Hi Dalliard. Thank you for a thorough review.
1) I'd like to see more details of the factor/PC analyses. Were the sub-component intercorrelations explained by a single factor by the usual standards (e.g., only one factor with eigenvalue>1)? If not, how many other factors were there, can you give a substantive interpretation to them, and are they correlated with national IQ? KMO and Bartlett's test are pretty superfluous and aren't usually reported; I would mention them in a footnote only.
You can view all the details in the R code file.
Number of factors to extract was in all cases set to 1 ("nfactors=1" in code), so no criteria for determining the number of factors to keep was used.

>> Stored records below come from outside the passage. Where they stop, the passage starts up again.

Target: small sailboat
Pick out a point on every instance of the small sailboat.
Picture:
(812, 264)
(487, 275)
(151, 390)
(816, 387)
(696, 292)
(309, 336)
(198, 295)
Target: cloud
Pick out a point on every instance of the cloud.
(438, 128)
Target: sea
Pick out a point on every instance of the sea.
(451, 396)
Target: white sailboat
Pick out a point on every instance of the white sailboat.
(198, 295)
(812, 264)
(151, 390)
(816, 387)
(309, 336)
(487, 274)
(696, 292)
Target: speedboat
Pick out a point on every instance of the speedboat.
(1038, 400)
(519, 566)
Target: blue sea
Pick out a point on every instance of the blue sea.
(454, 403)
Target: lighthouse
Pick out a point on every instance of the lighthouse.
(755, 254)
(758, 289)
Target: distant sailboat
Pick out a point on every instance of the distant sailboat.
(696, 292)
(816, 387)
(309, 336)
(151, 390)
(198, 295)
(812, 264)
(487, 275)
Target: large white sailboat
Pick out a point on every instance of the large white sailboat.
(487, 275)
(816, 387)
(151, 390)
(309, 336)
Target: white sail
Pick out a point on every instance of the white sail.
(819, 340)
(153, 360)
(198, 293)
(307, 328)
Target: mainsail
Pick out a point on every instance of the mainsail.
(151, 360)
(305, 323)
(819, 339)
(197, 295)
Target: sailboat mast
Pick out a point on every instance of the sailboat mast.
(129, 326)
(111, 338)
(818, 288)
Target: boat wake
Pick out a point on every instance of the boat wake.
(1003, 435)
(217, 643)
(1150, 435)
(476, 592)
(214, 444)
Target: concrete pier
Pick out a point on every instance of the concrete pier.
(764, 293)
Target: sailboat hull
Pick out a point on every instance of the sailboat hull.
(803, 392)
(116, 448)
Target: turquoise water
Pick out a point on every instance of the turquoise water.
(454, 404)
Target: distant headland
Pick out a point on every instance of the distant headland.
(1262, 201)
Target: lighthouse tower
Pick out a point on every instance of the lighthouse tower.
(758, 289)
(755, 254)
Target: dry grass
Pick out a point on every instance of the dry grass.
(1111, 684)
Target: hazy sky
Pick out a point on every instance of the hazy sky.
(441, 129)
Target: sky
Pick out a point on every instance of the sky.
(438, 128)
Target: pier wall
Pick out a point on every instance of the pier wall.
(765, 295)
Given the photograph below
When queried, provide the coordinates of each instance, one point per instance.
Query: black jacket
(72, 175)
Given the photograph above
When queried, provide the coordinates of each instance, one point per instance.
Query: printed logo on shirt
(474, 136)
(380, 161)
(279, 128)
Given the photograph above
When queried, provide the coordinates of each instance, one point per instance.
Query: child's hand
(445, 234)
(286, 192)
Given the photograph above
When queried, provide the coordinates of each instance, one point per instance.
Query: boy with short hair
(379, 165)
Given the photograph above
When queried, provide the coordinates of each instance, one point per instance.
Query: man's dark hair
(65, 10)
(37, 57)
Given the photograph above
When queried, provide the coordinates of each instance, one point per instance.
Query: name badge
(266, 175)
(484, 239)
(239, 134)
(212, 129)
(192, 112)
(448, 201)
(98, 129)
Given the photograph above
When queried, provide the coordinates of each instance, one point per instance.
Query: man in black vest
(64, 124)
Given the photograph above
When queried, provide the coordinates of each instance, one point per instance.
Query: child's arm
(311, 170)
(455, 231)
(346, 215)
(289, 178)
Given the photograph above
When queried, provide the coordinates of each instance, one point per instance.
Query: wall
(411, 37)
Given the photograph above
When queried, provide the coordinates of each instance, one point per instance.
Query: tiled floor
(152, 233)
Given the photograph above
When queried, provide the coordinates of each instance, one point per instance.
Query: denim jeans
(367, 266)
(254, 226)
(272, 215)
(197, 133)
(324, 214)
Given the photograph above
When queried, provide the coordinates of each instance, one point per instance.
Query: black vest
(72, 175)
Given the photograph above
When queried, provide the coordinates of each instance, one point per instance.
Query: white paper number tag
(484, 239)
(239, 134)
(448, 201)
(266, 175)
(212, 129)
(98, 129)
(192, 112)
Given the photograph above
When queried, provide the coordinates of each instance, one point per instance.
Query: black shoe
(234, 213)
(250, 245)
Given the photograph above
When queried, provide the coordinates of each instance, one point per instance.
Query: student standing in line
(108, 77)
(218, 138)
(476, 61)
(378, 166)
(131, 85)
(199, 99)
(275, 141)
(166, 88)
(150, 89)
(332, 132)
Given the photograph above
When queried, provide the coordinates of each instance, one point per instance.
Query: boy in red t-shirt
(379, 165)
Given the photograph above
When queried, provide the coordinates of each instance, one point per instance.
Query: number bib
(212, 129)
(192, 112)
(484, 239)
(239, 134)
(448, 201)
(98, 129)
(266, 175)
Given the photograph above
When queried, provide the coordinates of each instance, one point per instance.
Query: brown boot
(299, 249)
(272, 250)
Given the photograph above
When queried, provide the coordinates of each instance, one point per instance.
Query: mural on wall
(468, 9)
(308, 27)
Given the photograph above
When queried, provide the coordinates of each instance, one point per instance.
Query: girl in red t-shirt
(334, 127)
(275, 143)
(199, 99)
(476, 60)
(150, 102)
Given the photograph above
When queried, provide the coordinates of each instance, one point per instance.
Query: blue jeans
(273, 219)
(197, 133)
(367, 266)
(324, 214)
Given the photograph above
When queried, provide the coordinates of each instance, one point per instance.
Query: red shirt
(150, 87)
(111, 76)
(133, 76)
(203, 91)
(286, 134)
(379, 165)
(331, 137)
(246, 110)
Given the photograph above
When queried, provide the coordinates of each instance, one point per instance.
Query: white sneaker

I report KMO and Bartlett's because a reviewer (Piffer) had previously requested that I include them. Clearly I cannot satisfy both of you. It seems best just to include them. They don't take up much space.
2) "individuals have a general socioeconomic factor"

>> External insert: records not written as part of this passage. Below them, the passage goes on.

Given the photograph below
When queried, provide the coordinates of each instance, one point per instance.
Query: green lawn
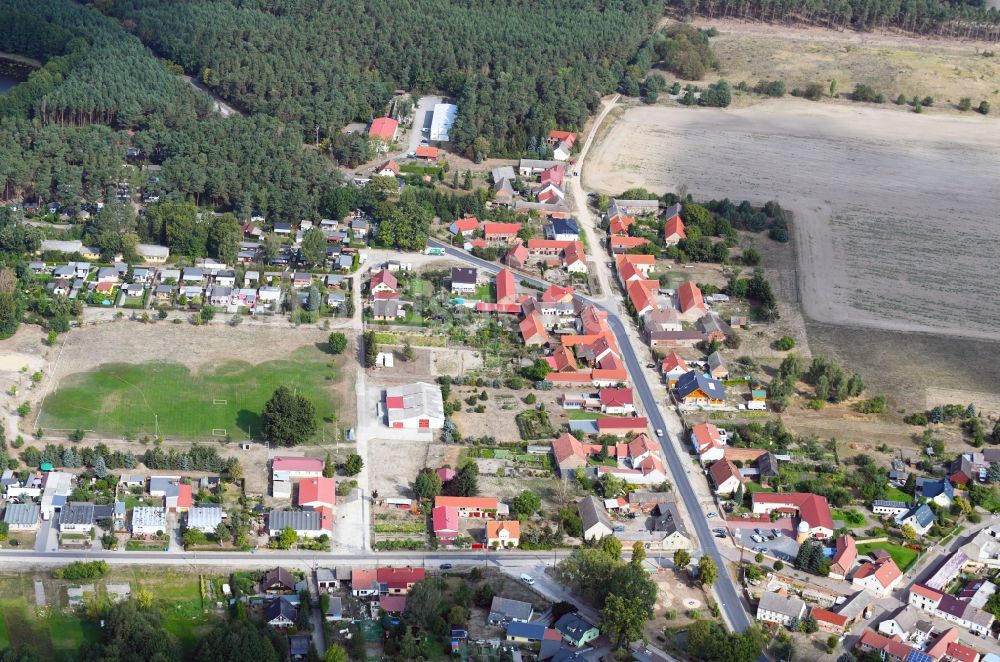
(896, 494)
(120, 398)
(903, 556)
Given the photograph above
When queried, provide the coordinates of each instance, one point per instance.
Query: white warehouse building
(442, 120)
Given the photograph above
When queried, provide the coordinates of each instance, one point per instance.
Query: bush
(82, 570)
(718, 95)
(866, 93)
(784, 343)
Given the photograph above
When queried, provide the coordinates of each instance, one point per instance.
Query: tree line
(949, 18)
(516, 70)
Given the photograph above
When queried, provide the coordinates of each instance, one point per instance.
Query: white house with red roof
(878, 577)
(707, 442)
(812, 509)
(616, 401)
(500, 233)
(506, 287)
(317, 492)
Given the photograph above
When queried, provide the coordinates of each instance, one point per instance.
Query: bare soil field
(893, 64)
(884, 240)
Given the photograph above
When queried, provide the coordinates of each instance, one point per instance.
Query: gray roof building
(21, 515)
(667, 520)
(505, 610)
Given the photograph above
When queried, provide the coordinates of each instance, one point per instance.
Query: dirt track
(891, 208)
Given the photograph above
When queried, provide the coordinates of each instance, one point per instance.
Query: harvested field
(892, 64)
(866, 188)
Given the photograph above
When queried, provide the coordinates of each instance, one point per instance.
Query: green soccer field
(138, 399)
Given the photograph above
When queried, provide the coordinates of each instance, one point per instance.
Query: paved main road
(729, 598)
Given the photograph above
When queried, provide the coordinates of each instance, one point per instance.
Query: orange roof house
(470, 506)
(673, 366)
(644, 263)
(506, 287)
(829, 621)
(464, 226)
(383, 281)
(503, 534)
(562, 360)
(500, 232)
(726, 476)
(532, 330)
(316, 492)
(575, 257)
(556, 293)
(673, 230)
(517, 256)
(619, 224)
(184, 497)
(428, 153)
(383, 128)
(689, 297)
(642, 297)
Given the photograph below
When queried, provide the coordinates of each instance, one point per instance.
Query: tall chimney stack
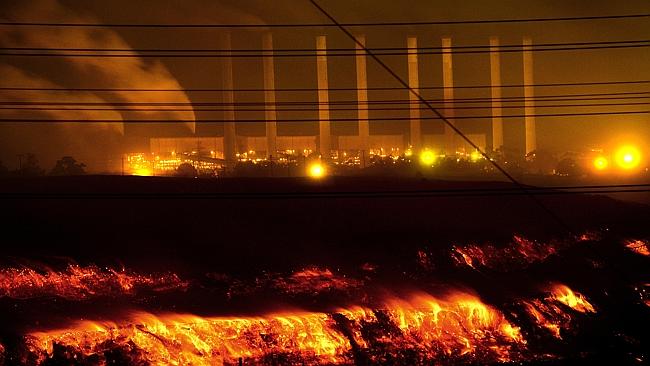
(448, 95)
(229, 131)
(269, 96)
(495, 78)
(415, 136)
(529, 94)
(323, 98)
(362, 98)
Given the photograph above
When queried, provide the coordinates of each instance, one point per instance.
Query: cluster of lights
(627, 158)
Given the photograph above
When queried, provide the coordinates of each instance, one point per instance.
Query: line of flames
(80, 282)
(456, 326)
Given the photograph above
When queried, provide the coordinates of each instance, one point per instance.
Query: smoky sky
(103, 144)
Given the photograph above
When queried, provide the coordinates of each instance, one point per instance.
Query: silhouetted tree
(30, 166)
(67, 165)
(186, 170)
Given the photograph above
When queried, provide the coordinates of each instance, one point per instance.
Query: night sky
(101, 143)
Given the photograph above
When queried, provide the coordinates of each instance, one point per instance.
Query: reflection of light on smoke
(454, 327)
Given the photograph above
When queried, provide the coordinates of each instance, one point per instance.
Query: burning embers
(420, 329)
(315, 279)
(78, 283)
(638, 246)
(552, 312)
(518, 254)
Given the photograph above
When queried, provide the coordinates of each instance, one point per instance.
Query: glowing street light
(427, 157)
(601, 163)
(316, 170)
(628, 157)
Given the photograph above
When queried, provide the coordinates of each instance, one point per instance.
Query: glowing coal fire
(78, 283)
(312, 280)
(420, 329)
(550, 315)
(316, 280)
(518, 254)
(638, 246)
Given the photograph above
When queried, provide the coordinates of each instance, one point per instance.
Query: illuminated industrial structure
(231, 147)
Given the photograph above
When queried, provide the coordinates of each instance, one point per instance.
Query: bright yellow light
(143, 172)
(628, 157)
(601, 163)
(316, 170)
(427, 157)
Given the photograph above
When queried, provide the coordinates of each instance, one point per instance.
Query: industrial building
(231, 147)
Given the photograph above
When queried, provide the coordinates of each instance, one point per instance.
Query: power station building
(230, 146)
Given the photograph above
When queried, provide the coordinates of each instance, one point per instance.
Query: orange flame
(638, 246)
(551, 316)
(519, 253)
(77, 282)
(315, 280)
(457, 326)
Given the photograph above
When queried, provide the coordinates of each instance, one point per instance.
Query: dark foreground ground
(225, 235)
(239, 223)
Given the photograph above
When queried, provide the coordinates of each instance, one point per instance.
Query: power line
(230, 51)
(206, 55)
(305, 120)
(199, 109)
(329, 89)
(539, 98)
(328, 25)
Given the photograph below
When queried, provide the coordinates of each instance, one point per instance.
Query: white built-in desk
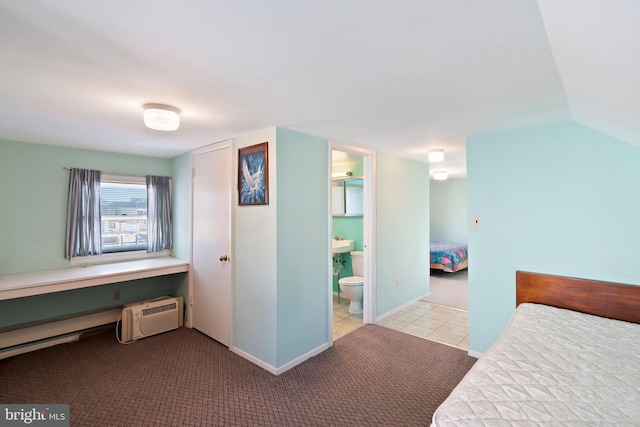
(64, 279)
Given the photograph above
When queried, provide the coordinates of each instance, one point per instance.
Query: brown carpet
(372, 377)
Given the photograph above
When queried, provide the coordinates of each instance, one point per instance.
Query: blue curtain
(83, 214)
(158, 213)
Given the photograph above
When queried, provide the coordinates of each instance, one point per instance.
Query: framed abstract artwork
(253, 175)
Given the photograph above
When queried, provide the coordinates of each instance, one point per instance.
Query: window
(123, 214)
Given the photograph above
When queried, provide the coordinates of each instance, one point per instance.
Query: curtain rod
(68, 169)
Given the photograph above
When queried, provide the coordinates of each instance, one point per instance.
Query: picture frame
(253, 175)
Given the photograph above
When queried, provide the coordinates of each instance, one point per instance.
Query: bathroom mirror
(347, 197)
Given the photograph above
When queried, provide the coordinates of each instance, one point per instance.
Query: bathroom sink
(341, 246)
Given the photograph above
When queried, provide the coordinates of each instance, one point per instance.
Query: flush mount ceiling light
(339, 175)
(440, 176)
(161, 117)
(436, 155)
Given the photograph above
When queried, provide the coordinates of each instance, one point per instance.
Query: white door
(211, 241)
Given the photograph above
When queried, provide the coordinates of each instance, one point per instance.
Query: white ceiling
(400, 77)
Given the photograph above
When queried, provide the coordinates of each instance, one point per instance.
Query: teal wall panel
(558, 199)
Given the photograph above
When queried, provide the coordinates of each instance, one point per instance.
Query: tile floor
(343, 321)
(434, 322)
(423, 319)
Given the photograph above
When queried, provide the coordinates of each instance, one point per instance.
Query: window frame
(119, 255)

This language is confusing. 'Factor' refers to a source of variance among individuals, so individuals cannot have factors. Individuals are located at different points on a factor, or have factor scores.

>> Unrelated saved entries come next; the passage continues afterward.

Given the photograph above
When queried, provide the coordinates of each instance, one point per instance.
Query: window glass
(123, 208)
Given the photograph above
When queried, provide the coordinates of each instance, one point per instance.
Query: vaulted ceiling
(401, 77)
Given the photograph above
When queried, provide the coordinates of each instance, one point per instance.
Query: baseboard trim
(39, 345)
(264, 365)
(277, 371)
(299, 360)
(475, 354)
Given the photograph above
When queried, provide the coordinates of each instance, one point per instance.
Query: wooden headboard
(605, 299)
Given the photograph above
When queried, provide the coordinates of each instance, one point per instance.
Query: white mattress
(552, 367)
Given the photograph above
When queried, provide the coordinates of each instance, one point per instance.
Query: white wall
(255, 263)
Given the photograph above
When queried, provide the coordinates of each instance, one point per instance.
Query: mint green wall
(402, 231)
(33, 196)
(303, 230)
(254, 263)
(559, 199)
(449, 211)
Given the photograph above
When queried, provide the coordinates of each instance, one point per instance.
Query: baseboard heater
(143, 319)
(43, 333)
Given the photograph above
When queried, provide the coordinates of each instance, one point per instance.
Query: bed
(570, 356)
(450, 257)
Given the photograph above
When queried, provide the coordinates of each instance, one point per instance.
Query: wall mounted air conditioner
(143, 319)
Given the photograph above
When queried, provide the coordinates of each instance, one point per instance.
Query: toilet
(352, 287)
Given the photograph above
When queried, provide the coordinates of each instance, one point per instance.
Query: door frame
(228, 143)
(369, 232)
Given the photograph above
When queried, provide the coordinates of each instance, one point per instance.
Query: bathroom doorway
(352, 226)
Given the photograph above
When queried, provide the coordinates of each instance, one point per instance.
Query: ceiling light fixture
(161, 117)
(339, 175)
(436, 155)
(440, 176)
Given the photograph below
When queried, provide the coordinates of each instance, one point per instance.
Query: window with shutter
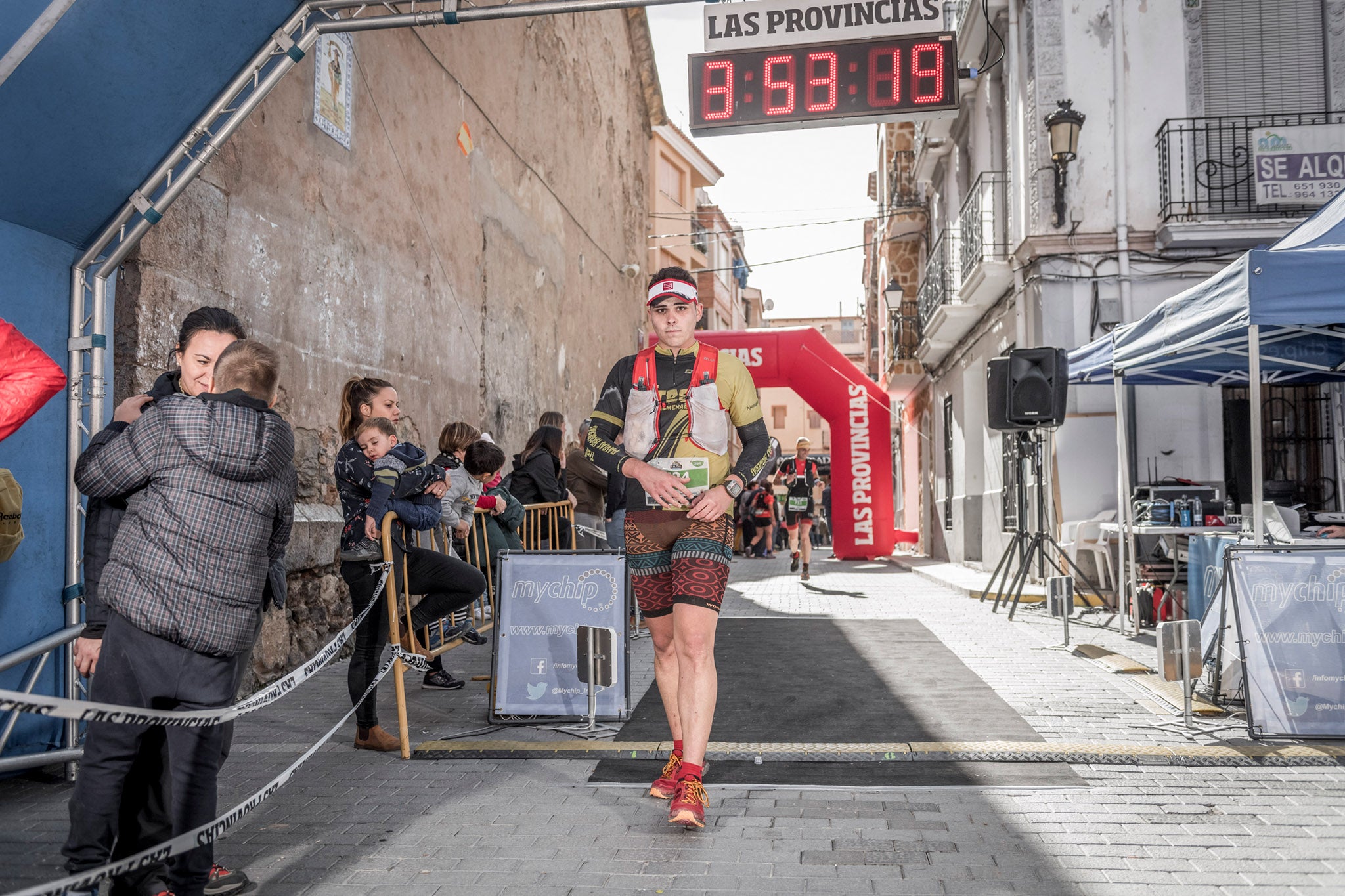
(1264, 56)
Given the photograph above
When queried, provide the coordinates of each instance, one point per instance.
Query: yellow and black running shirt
(738, 394)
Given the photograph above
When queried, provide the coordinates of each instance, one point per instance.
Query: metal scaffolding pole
(89, 337)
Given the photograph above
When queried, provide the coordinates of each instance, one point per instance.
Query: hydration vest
(805, 473)
(708, 422)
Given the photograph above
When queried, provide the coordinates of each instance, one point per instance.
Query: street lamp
(892, 295)
(1063, 125)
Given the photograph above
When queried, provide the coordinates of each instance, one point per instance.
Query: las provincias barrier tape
(88, 711)
(210, 832)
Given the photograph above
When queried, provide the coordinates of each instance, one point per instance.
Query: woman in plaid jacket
(447, 582)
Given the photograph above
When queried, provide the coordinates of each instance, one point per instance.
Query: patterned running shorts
(674, 559)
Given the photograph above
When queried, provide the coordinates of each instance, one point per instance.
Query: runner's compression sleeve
(608, 418)
(757, 450)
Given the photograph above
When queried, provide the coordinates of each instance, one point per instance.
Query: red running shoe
(666, 785)
(689, 803)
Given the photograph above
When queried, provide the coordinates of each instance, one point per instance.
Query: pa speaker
(997, 395)
(1038, 383)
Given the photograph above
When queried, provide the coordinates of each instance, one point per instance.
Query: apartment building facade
(981, 246)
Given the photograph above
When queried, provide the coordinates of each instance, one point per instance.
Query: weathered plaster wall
(486, 288)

What I meant is that if one analyses the data at the individual level, one will also find a general socioeconomic factor (i.e. s factor).
Changed text to:
Gregory Clark argued that there is a general socioeconomic factor which underlies their socioeconomic performance at the individual-level.\cite{clark2014}3) "national measures of country well-doing or well-being"
excise "well-doing"
I prefer to keep both because these variables measure all kinds of things, some related to well-being (e.g. health, longevity) others to well-doing (income, number of universities).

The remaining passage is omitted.